For the diagnostic clarification of obscure hypercalcemia, 1.25 (OH) 2D3 is measured. In rare cases, hypercalcemia can be caused by elevated levels of 1.25 (OH) 2D3. This most often indicates granulomatous diseases (most often sarcoidosis, less often tuberculosis and other diseases). Very rarely, ectopic lymphomas secernize 1,25 (OH) 2D3.

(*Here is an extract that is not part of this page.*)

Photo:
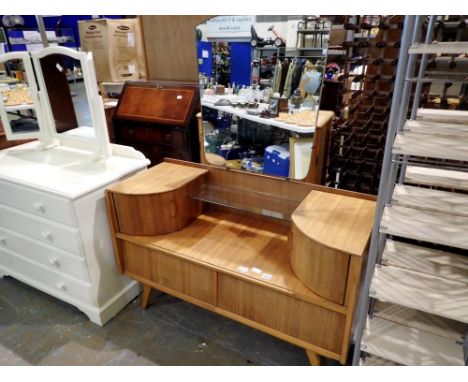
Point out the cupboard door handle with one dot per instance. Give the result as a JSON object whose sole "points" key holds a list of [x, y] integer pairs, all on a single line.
{"points": [[54, 261], [38, 206], [47, 235]]}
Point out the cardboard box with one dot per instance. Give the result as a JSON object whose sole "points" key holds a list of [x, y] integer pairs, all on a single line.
{"points": [[117, 47]]}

Treatment of Hypercalcemia
Treatment of hypercalcemia: elimination of the cause of hypercalcemia (removal of the tumor, discontinuation of vitamin D and so on), reduction of calcium in the body, increasing its excretion, the appointment of means to prevent the release of calcium from the bones, and drugs that increase the flow of calcium into the bones. The most important components of treatment are the restoration of extracellular fluid volume. – 3 liters of isotonic sodium chloride solution per day under the control of central venous pressure) and correction of plasma electrolyte composition. Increases calcium excretion furosemide (100 – 200 mg intravenously every 2 hours), while thiazides have the opposite effect. Intravenous phosphate (Na2 HPO4 or NaH2PO4) also decreases plasma calcium levels, but phosphates are contraindicated in impaired renal function. Bone resorption is inhibited by calcitonin, glucocorticosteroids. The decrease in plasma calcium level begins within a few hours after administration and reaches a maximum on the 5th day of treatment. Mitramycin causes thrombocytopenia, liver damage and should be used if there is no effect from another treatment. For emergency reduction of blood calcium, it is possible to use hemodialysis or peritoneal dialysis with calcium-free dialysis solution (in practice it is used mainly in patients with concomitant cardiac and renal insufficiency). With tumor hypercalcemia associated with excess production of PGE 2 (metabolites are found in the urine), indomethacin and other prostaglandin synthesis inhibitors give a hypocalcemic effect. Hypercalcemia accompanying thyrotoxicosis is quickly stopped by administering propranolol intravenously at a dose of 10 mg / h. Glucocorticosteroids have no effect on hypercalcemia in primary hyperparathyroidism, therefore, the test with hydrocortisone is used for the differential diagnosis of hypercalcemia.